WASHINGTON – In a postelection reversal, House Republicans are supporting nearly $450 billion in Medicare cuts that they criticized vigorously last fall after Democrats and President Obama passed them as part of their controversial health care law.

The cuts are included in the 2012 budget that Rep. Paul Ryan, R-Wis., unveiled last week and account for a significant share of the $5.8 trillion in claimed savings over the next decade.

The House is expected to vote on the blueprint this week.

Ryan’s spokesman, Conor Sweeney, said the cuts are virtually the only part of “Obamacare” – the term that Republicans use derisively to describe the health care law enacted last year – that the Wisconsin Republican preserved when he drafted his budget.

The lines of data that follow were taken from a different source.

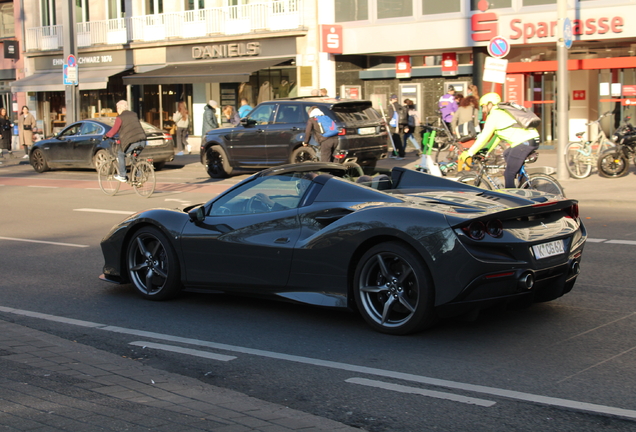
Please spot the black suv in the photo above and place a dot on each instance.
(272, 134)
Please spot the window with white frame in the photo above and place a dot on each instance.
(352, 10)
(7, 23)
(432, 7)
(47, 13)
(116, 8)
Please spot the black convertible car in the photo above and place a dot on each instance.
(402, 249)
(80, 145)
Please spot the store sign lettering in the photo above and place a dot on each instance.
(226, 50)
(484, 27)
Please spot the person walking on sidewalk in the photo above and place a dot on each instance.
(503, 127)
(5, 130)
(131, 136)
(26, 122)
(327, 144)
(209, 117)
(399, 120)
(182, 120)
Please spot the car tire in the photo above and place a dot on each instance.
(218, 165)
(303, 154)
(152, 265)
(38, 161)
(393, 290)
(100, 157)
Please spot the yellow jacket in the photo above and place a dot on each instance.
(502, 126)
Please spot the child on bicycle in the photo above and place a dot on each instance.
(131, 136)
(503, 127)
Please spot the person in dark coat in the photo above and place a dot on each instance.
(131, 136)
(5, 130)
(209, 117)
(328, 145)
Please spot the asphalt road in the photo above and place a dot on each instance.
(567, 365)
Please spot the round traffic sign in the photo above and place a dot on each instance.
(498, 47)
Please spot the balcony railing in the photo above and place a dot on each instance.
(269, 16)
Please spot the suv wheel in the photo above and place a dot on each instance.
(218, 165)
(303, 154)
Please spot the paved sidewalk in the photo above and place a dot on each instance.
(50, 384)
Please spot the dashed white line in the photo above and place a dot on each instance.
(43, 242)
(181, 350)
(419, 391)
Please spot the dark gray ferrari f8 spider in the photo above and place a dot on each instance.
(403, 249)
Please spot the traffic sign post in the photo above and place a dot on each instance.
(498, 47)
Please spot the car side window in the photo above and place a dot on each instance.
(289, 113)
(262, 195)
(91, 129)
(262, 114)
(71, 131)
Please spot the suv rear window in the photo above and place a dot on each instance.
(353, 113)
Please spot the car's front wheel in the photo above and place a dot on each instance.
(153, 265)
(394, 290)
(218, 165)
(38, 161)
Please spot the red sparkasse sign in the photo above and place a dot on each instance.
(331, 38)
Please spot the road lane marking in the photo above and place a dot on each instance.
(105, 211)
(492, 391)
(43, 242)
(419, 391)
(181, 350)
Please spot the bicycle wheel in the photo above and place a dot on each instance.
(576, 161)
(474, 179)
(106, 176)
(143, 178)
(543, 183)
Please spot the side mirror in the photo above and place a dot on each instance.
(197, 215)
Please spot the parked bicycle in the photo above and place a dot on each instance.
(581, 157)
(484, 176)
(141, 178)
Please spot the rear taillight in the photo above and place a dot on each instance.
(477, 230)
(573, 211)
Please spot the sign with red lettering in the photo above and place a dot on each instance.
(403, 67)
(449, 64)
(578, 94)
(331, 38)
(514, 89)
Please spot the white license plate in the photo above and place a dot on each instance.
(548, 249)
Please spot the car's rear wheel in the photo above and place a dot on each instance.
(218, 165)
(303, 154)
(153, 265)
(38, 161)
(100, 157)
(393, 290)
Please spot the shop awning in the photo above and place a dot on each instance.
(215, 71)
(89, 79)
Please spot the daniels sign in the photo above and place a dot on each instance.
(226, 50)
(485, 26)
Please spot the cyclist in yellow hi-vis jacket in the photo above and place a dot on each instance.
(504, 127)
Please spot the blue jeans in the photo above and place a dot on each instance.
(121, 156)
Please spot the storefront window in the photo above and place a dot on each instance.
(431, 7)
(7, 25)
(352, 10)
(492, 4)
(394, 8)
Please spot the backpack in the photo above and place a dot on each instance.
(327, 126)
(525, 118)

If left in effect, the cuts would mean smaller payments over the next decade for hospitals, nursing homes, hospices and other Medicare providers. In addition, federal subsidies would decline for seniors who purchase coverage through private insurance plans under Medicare Advantage, although Ryan proposed a small partial restoration in that area.

Last fall, in their drive to win control of the House, Republicans were harshly critical of Democrats on the issue of cuts to a program that benefits millions of seniors.

“The new law’s massive Medicare cuts will fall squarely on the backs of seniors, millions of whom will be forced off their current Medicare coverage,” the GOP wrote in its “Pledge to America,” an election-season manifesto. In making the claim, Republicans cited the chief actuary at the Centers for Medicare and Medicaid, which oversees both programs.

In addition to the “Pledge to America,” House Speaker John Boehner, House Majority Leader Eric Cantor and individual Republican candidates all criticized the cuts.

The National Republican Congressional Committee featured them in ads attacking Democrats in numerous campaigns, and some individual candidates made use of the cuts as well.